It was supposed to be a glorious return and the triumph of the formerly rejected man. His accusations of the king had put his life in such danger that he’d had to hide in the wilderness and then in exile. His calls to reform had seemed to fall on deaf ears. He’d been blamed as the cause of drought and famine in the country. In all these situations he’d looked like a proper politician with a thick skin. Eventually he’d managed to gather many of his adversaries, the queen’s protégées, for a meeting and had proved them to be bogus in front of the public. As so often in the Near East, all of them were then slaughtered on the spot. It was supposed to be a glorious return and the triumph of the prophet Elijah.
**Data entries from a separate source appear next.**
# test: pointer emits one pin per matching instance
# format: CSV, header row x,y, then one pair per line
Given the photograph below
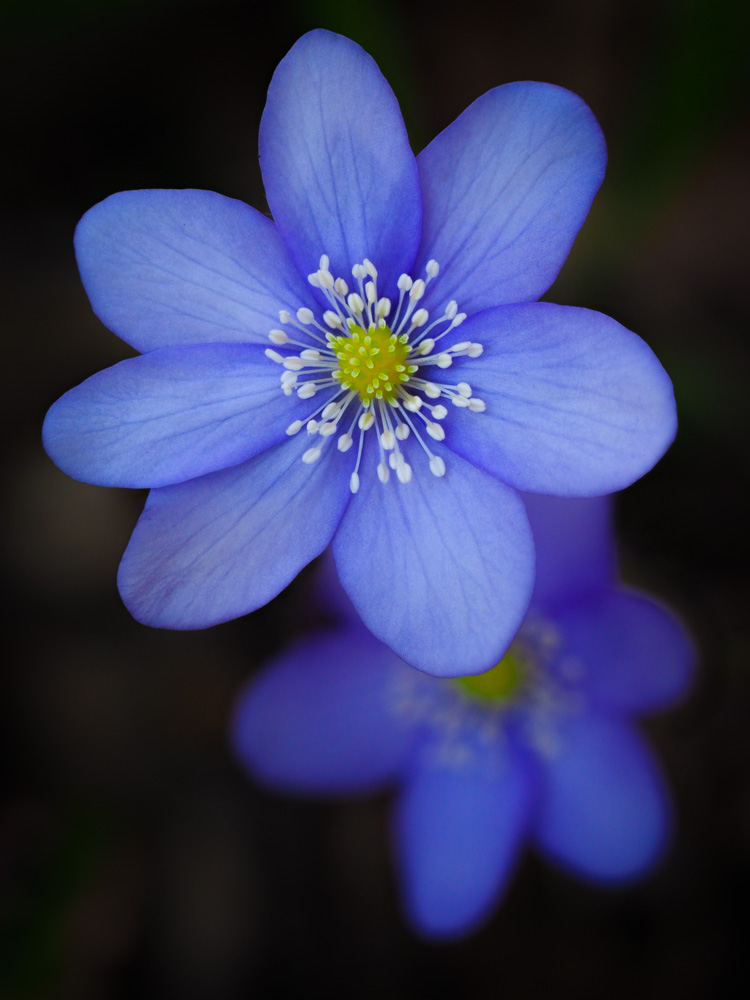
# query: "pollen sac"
x,y
371,362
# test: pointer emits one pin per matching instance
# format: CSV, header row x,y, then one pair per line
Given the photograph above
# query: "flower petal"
x,y
603,809
634,655
339,174
576,404
440,570
319,719
505,189
459,825
163,268
575,547
169,416
220,546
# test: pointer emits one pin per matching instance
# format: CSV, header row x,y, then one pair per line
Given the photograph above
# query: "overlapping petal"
x,y
506,188
636,655
576,404
220,546
164,268
603,809
320,718
459,825
439,569
170,415
575,547
339,174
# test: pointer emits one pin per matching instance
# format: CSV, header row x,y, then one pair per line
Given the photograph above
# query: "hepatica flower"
x,y
541,748
370,367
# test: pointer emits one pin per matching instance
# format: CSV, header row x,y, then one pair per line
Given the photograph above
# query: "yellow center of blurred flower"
x,y
500,684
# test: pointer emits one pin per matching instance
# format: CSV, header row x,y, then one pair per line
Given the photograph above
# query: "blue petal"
x,y
339,174
576,404
575,547
163,268
322,718
633,654
441,570
459,825
170,415
603,809
506,188
217,547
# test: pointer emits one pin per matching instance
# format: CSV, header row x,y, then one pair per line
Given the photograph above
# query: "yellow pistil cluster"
x,y
372,362
500,684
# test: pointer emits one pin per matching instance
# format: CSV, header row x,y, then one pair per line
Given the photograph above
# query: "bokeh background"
x,y
135,859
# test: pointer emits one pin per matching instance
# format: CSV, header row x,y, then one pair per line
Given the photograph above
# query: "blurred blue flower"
x,y
357,283
541,748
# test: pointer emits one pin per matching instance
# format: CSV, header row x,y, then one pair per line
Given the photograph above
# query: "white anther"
x,y
311,354
403,471
383,307
417,290
355,303
332,319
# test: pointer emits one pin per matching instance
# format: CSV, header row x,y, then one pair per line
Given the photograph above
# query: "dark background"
x,y
135,859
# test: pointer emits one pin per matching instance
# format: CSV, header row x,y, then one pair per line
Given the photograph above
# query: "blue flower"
x,y
379,273
541,748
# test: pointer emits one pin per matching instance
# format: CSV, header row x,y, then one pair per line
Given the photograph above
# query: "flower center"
x,y
374,373
372,362
502,684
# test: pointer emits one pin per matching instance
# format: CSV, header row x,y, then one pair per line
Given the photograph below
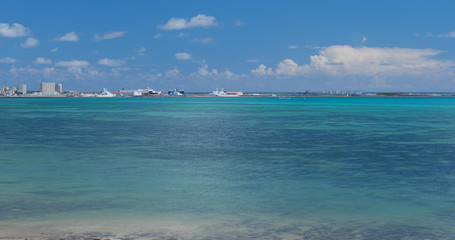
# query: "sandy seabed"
x,y
206,231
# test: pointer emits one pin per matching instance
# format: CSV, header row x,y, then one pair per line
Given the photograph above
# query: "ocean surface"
x,y
227,168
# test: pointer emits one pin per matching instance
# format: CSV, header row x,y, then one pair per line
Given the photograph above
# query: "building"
x,y
59,88
48,88
22,89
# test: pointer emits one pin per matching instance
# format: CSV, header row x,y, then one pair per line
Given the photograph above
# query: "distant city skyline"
x,y
235,45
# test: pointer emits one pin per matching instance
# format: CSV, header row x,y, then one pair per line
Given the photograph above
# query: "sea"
x,y
227,168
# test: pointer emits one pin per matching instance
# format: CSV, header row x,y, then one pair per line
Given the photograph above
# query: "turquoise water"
x,y
229,168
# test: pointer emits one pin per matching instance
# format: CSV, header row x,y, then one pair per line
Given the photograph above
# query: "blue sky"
x,y
236,45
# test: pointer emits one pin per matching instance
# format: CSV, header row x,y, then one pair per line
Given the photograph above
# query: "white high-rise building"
x,y
22,89
59,88
48,88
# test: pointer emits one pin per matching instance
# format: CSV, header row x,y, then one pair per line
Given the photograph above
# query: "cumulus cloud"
x,y
13,30
69,37
364,61
111,62
262,70
72,63
448,35
203,40
172,73
182,35
30,42
204,71
377,61
7,60
41,60
141,51
200,20
110,35
239,23
183,56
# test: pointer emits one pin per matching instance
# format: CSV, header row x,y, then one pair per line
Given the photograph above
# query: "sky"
x,y
236,45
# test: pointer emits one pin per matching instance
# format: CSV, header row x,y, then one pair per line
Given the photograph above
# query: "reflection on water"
x,y
267,168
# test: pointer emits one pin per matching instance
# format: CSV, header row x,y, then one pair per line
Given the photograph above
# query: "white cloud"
x,y
7,60
262,70
183,56
69,37
110,35
203,40
13,30
289,67
253,60
377,61
111,62
200,20
204,70
30,42
448,35
172,73
183,35
364,61
72,63
141,51
239,23
41,60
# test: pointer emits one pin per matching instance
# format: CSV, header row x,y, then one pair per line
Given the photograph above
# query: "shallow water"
x,y
196,168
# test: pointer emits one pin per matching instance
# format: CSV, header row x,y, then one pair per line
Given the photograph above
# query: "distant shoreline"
x,y
271,95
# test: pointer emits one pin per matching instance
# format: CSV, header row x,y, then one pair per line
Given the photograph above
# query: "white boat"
x,y
105,93
221,93
176,92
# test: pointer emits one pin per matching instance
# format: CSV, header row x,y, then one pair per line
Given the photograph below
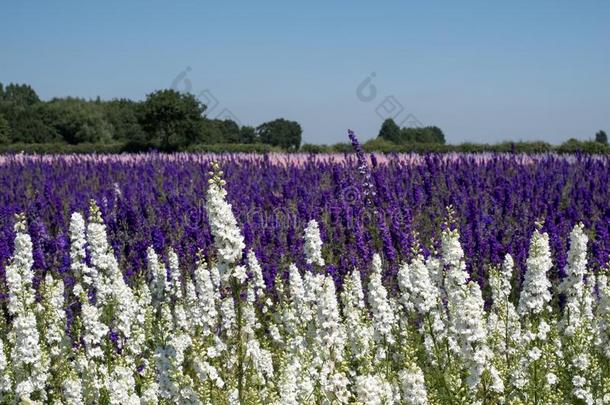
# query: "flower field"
x,y
290,279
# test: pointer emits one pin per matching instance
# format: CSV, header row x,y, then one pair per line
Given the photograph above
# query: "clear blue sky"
x,y
482,71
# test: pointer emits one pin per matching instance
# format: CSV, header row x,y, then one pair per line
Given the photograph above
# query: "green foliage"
x,y
280,132
400,136
5,131
62,148
601,137
311,148
171,119
19,94
390,131
77,121
122,115
589,147
232,148
247,134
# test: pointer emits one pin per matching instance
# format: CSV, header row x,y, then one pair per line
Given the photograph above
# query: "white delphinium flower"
x,y
413,385
296,290
602,314
54,316
503,323
5,372
227,315
158,284
240,273
262,360
85,274
93,329
359,333
470,333
257,274
289,384
141,323
465,307
373,389
29,364
455,276
208,300
535,293
72,392
100,258
435,271
313,244
404,284
573,286
112,291
313,285
422,293
330,336
383,316
121,387
174,283
228,240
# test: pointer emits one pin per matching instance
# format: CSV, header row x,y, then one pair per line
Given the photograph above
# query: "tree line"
x,y
169,120
166,120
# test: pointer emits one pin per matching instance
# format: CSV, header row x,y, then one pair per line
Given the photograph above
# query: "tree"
x,y
390,131
437,134
5,131
230,131
77,121
280,132
122,115
247,135
601,137
20,94
172,119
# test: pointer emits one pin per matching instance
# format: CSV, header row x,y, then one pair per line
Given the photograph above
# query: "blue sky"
x,y
482,71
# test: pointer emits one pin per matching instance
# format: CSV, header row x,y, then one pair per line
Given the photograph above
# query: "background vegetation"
x,y
168,120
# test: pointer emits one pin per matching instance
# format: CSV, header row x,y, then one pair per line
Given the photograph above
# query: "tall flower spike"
x,y
536,286
573,285
228,240
313,244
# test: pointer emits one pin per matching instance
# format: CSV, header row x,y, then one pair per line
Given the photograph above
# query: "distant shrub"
x,y
233,148
61,148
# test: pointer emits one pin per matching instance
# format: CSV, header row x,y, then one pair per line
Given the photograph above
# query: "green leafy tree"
x,y
27,123
172,119
5,131
390,131
280,132
230,131
78,121
122,115
601,137
247,135
20,94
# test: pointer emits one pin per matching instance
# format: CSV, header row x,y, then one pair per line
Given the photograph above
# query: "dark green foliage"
x,y
122,115
390,131
247,135
280,132
233,148
401,136
172,120
77,121
589,147
5,131
19,94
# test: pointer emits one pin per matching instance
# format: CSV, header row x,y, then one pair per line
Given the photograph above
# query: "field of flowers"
x,y
289,279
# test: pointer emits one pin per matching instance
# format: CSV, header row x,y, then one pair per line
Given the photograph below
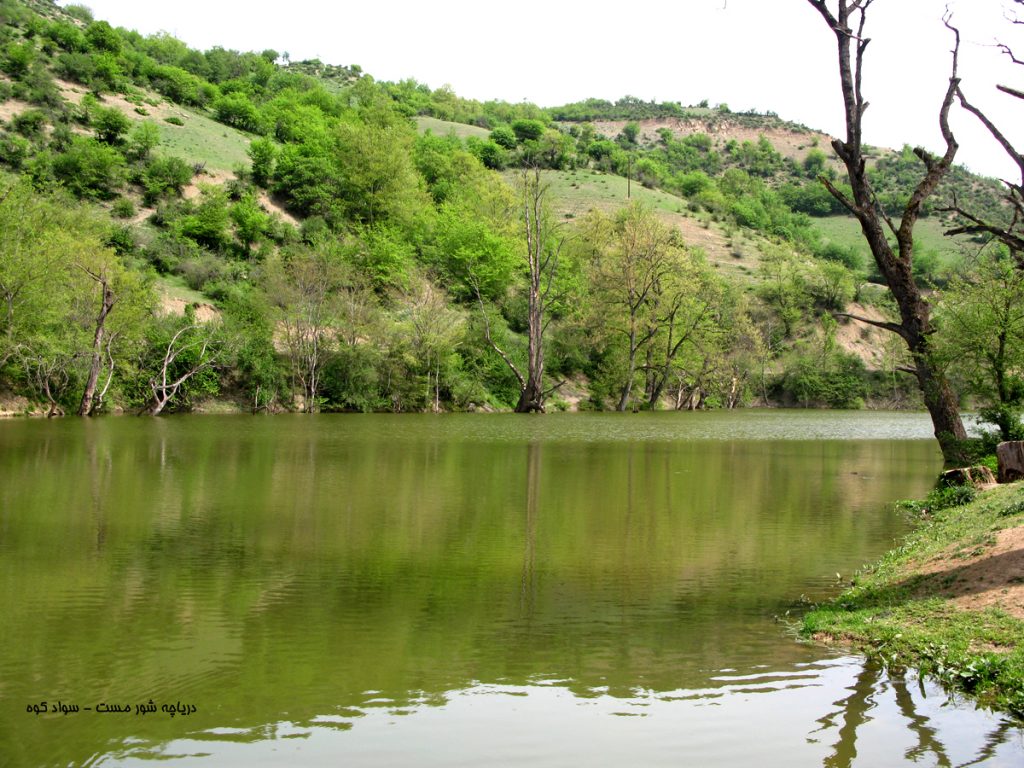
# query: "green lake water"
x,y
457,590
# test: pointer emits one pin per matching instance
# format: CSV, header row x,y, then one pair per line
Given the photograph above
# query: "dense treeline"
x,y
411,274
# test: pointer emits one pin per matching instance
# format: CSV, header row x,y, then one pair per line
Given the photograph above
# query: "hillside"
x,y
224,181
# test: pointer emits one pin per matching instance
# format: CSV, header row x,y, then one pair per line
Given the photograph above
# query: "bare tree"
x,y
895,261
543,254
1009,231
192,349
108,300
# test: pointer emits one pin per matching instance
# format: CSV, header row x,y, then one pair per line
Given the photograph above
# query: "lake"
x,y
605,589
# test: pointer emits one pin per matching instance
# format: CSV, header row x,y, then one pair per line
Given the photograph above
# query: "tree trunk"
x,y
531,396
96,365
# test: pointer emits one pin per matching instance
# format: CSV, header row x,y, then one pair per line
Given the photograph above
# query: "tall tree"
x,y
542,255
895,262
982,314
636,263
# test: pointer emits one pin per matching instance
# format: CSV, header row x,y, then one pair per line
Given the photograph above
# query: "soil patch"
x,y
973,581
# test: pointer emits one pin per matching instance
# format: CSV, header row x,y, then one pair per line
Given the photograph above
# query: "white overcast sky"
x,y
764,54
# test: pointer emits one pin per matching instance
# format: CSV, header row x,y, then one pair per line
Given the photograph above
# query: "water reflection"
x,y
374,588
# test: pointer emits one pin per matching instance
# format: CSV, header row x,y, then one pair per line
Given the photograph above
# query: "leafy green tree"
x,y
110,125
238,111
263,154
306,287
635,258
504,136
207,223
981,315
251,222
89,169
248,322
527,130
783,286
102,37
142,140
373,160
But then something strange happened. The queen pledged bloody revenge on him – and all of a sudden Elijah lost his seemingly superhuman power. We can see him in today’s first reading, hidden in the desert, sitting under a bush and wishing himself dead. His prayer reveals how devastated he is: ‘Lord, I’ve had enough. Take my life, I’m no better than my ancestors.’ This part of Elijah’s story is my favourite one, because it shows the human, imperfect and weak side of an apparently spotless and powerful figure. In the Bible the great individuals often seem to be portrayed as great champions, challenging adversity with unshaken faith and superhuman abilities. The same happens with the lives of the saints. Somehow these great examples of faith don’t appeal to us ordinary people, battling against our own doubts, weaknesses, anxieties and fallibilities. Far more often these words of Elijah: ‘Lord, I’ve had enough’ describe our own misery, frustration and helplessness.

Elijah, powerless and frustrated, goes to sleep. This is his way of dealing with the unbearable and apparently insoluble situation. I know people who do the same. Others try to ease the pain of their own existence in different, sometimes irreversibly destructive, ways. Some others put on the armour of cynicism or aggression or meekness. But deep underneath – maybe with the exception of psychopaths – is a beating heart and tender soul. Recently we’ve had a chance to see a whole range of emotions revealed by modern superheroes: from Andy Murray’s tears after losing in the final at Wimbledon, to those of many others at the Olympics. Perhaps it’s been so engaging because it reflects our own everyday struggle against the odds, with rare moments of triumph and much more common moments of failure.

The most moving aspect of Elijah’s story is his absolute honesty with God. He had to be strong, fearless and powerful in the public eye in order to accomplish his mission. But before God he can be weak, helpless, embittered and frustrated. He doesn’t have to put on an act, to pretend to be anything other than his real self. Actually, putting on an act before God would be utterly pointless as God knows us better than we do. It is a fabulously liberating thought that I can stand before God in my true state and be absolutely certain that I’m not judged or condemned, but loved by him with great compassion and understanding. He doesn’t fob me off with a pat on the back when I need consolation. He doesn’t remove all the problems, obstacles, diversities. He offers me the strength to live the life which is greater than all of them. Forget your well memorised prayers, deeply rooted in your brain, but expressing little of your real life. Let yourself be genuine before God – and then accept his gift: ‘get up and eat, or the journey will be too long for you.’